To beat the Warriors, the Spurs have to be nearly perfect on both ends of the floor.
From the four games played between the two teams in the regular season, it’s clear the margin for error is smaller for San Antonio than it is for the reigning champions when they go head-to-head.
Golden State won three of the four contests, with two lopsided victories at home and a split of closely-contested meetings on the road.
The reason for those close games at AT&T Center was down to the Spurs defence, which already is the best in the league but gets taken to a new level on their own floor.
San Antonio can tighten the clamps on the Warriors’ free-flowing attack by drastically slowing down the pace and turning the proceedings into a half-court affair.
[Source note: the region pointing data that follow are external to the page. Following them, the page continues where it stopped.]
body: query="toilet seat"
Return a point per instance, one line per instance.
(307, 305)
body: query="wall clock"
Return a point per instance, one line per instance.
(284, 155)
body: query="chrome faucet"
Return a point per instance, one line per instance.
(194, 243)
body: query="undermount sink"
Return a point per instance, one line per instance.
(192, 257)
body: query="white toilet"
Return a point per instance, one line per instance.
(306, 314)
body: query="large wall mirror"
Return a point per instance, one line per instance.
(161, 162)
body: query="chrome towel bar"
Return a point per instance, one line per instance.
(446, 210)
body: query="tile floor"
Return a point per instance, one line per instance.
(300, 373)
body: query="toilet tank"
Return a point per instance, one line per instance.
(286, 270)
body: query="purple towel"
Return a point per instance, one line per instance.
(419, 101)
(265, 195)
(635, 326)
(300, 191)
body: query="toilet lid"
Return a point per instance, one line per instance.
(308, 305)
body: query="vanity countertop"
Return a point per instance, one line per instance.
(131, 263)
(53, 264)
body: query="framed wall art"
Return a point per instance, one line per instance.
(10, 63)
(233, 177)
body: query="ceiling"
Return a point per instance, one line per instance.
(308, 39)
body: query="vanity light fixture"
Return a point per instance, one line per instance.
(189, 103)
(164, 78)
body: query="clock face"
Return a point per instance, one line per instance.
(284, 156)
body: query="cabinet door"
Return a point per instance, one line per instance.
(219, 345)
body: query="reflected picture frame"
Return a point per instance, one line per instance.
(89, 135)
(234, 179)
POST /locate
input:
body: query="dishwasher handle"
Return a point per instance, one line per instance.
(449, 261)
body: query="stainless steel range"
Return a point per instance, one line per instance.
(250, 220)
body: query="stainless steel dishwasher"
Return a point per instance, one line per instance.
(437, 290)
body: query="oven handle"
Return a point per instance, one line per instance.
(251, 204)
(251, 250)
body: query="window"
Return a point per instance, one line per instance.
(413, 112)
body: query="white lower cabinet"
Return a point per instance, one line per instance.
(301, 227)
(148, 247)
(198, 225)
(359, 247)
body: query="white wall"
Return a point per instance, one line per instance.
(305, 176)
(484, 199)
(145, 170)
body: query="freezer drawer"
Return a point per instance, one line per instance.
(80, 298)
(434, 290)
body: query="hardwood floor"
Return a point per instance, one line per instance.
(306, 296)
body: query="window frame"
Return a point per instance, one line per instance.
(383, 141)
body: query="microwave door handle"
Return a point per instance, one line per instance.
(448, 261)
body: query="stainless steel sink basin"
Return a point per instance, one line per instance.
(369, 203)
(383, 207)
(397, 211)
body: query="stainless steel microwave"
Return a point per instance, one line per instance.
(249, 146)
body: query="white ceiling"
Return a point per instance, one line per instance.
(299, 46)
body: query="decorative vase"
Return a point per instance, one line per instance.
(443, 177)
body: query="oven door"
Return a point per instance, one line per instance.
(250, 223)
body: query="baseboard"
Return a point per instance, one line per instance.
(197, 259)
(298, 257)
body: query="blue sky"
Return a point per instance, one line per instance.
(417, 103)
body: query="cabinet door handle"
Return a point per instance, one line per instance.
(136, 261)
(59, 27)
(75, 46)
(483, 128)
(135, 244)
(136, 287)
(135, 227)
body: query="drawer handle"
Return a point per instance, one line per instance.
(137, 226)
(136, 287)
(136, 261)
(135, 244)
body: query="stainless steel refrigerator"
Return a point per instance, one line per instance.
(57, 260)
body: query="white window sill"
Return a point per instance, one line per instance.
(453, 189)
That strategy presents a double-edged sword, however, because it means the Spurs have to operate deliberately on the other end of the floor against Golden State’s own stout defence, which has made it considerably tougher to score, as evidenced by their average of 86.5 points in the two games at home.
The Warriors often don’t get enough credit for how they can slow down opponents and that has made all the difference in the battles between the two giants.
San Antonio’s best solution has been heavily featuring LaMarcus Aldridge and it’s no coincidence he’s had his best games of the series in the two closest results. The first-year Spur has to be the focal point of what they do offensively for them to keep up with Golden State.
The problem is, Aldridge’s scoring may not be enough in a seven-game series. It will be an uphill climb for the rest of the NBA to dethrone the Warriors and the Spurs are no exception.